— Спроси ты, — говорила одна.
— Нет, ты! нет, ты! — слышалась перестрелка тоненьких, нежных голосов — голосов, заставляющих прыгать все струны вашего сердца, особенно когда раздаются в святочную ночь, в таинственной ее тиши, когда и живописец-месяц очерчивает для вас пригожие личики говорящих. Наконец, одна осмелилась и спросила мнимого ямщика:
— Как тебя зовут, дружок?
Волынской содрогнулся и невольно остановил лошадей; в этом вопросе он узнал звуки Мариорицына голоса.
— Артемием, сударыня! — отвечал он, скинув шапку.
— Артемий? — повторила, задумавшись, молдаванская княжна, и кровь ее, поднявшись быстро от сердца в лицо, готова была брызнуть из щек.

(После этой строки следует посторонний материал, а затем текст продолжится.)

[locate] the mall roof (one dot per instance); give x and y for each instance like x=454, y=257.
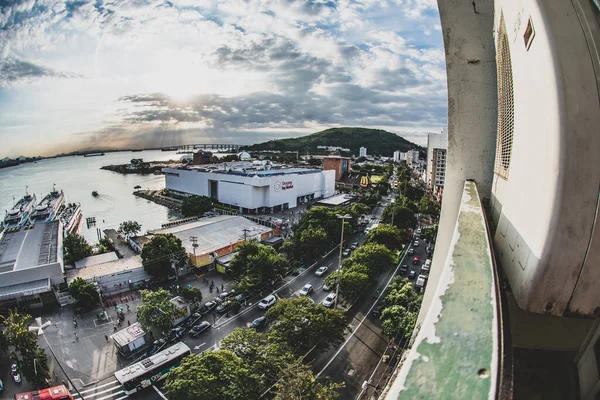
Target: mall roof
x=216, y=232
x=28, y=248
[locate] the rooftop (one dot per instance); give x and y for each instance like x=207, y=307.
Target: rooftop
x=28, y=248
x=106, y=268
x=94, y=260
x=215, y=233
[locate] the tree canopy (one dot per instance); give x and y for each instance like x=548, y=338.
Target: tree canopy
x=129, y=228
x=300, y=325
x=85, y=293
x=256, y=265
x=192, y=206
x=75, y=247
x=156, y=310
x=158, y=253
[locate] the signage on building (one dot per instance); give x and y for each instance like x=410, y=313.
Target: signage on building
x=283, y=185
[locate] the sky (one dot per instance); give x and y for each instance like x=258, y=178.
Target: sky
x=146, y=73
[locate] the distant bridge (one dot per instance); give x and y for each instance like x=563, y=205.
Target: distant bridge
x=204, y=146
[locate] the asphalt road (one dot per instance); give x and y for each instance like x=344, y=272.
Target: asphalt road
x=351, y=363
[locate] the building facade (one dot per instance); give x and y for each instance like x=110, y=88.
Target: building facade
x=250, y=189
x=341, y=166
x=437, y=146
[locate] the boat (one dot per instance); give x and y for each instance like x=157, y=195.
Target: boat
x=18, y=215
x=47, y=209
x=70, y=217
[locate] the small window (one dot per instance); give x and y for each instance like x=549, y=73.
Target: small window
x=529, y=34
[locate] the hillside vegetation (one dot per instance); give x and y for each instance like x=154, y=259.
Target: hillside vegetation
x=377, y=142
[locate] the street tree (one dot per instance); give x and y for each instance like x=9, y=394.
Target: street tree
x=388, y=235
x=85, y=293
x=156, y=310
x=26, y=349
x=313, y=242
x=302, y=325
x=129, y=229
x=297, y=381
x=158, y=253
x=213, y=375
x=192, y=295
x=192, y=206
x=75, y=247
x=256, y=265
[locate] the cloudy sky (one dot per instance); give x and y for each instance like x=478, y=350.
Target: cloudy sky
x=134, y=73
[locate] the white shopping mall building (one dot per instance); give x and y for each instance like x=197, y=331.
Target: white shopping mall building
x=252, y=186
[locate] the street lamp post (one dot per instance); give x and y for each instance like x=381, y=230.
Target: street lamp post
x=337, y=286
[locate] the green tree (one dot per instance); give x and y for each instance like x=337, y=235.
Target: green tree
x=256, y=265
x=300, y=325
x=85, y=293
x=213, y=375
x=129, y=228
x=387, y=235
x=75, y=247
x=156, y=310
x=314, y=242
x=17, y=335
x=158, y=253
x=196, y=205
x=192, y=295
x=298, y=382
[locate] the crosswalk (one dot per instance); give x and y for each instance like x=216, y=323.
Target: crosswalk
x=111, y=390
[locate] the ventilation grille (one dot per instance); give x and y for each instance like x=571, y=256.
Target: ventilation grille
x=506, y=105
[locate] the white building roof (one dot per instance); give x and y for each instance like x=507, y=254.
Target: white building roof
x=215, y=233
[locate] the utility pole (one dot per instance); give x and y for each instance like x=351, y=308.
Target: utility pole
x=337, y=285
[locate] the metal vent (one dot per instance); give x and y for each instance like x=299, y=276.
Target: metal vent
x=506, y=104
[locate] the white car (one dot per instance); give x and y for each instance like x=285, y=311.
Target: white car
x=306, y=289
x=321, y=271
x=329, y=300
x=267, y=302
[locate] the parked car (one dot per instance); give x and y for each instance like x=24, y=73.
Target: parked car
x=404, y=269
x=223, y=307
x=267, y=302
x=376, y=311
x=259, y=322
x=329, y=300
x=306, y=289
x=200, y=328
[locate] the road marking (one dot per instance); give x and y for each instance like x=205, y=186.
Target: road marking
x=100, y=386
x=381, y=292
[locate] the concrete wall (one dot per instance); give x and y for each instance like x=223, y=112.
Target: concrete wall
x=472, y=115
x=545, y=209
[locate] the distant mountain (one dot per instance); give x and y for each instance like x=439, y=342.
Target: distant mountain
x=377, y=142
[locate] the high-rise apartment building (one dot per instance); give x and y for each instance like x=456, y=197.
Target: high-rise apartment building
x=437, y=145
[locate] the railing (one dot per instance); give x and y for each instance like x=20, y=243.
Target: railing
x=456, y=352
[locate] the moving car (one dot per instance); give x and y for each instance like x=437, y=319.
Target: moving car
x=16, y=374
x=306, y=289
x=259, y=322
x=329, y=300
x=267, y=302
x=200, y=328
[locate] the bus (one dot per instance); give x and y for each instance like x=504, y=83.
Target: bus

— Артемий? — закричали, смеясь, девушки, — какое дурное имя!
— Неправда! оно мне нравится, — подхватила княжна.
— Кто бы это был ваш суженый? — продолжали ее подруги. — Все, кого мы знаем, не пара вам: или дурен, или женат.
«Я знаю моего суженого, моего неизбежного», — думала Мариорица и молчала, пылая от любви и чувства фатализма.
Девушки перешептывались, а лихой ямщик все еще стоял на одном месте; наконец и он осмелился обратиться к ним с вопросом:
— Смею спросить: вас как зовут?
— Катериной! Дарьей! Надеждой! Марьей! — посыпались ответы.
— Неправда, неправда, — сказал гневно один голосок, — Мариорицей!
И этот голос был покрыт хохотом подруг ее.
Ямщик вздохнул, надел шапку набекрень и тронул шагом лошадей, затянув приятным голосом:
Возвратившись домой, Артемий Петрович застал воспитанника Ролленева спокойно спящим на том же стуле, на котором хмель приютил его. Влюбленному пришла мысль воспользоваться для своих замыслов положением стихотворца.
«Пора к делу! — сказал он сам про себя. — Она так неопытна; давно ли из гарема? кровь ее горит еще жаром полудня: надо ковать железо, пока горячо! Светское приличие, которому скоро ее научат, рассудок, долг, одно слово, что я женат… и мои мечты все в прах! Напишу ей записку и перешлю с господином Телемахом: этот молчаливый посланный гораздо вернее. Она найдет ее… будет отвечать, если меня любит… а там тайное свидание, и Мариорица, милая, прелестная Мариорица — моя!»
И Волынской пишет, исполненный адских замыслов, вскруживших ему голову до того, что он не видит ужасной будущности, которую готовит вдруг и своей супруге, и девушке, неопытной, как птичка, в первый раз вылетевшая из колыбельного гнезда своего на зов теплого, летнего дыхания.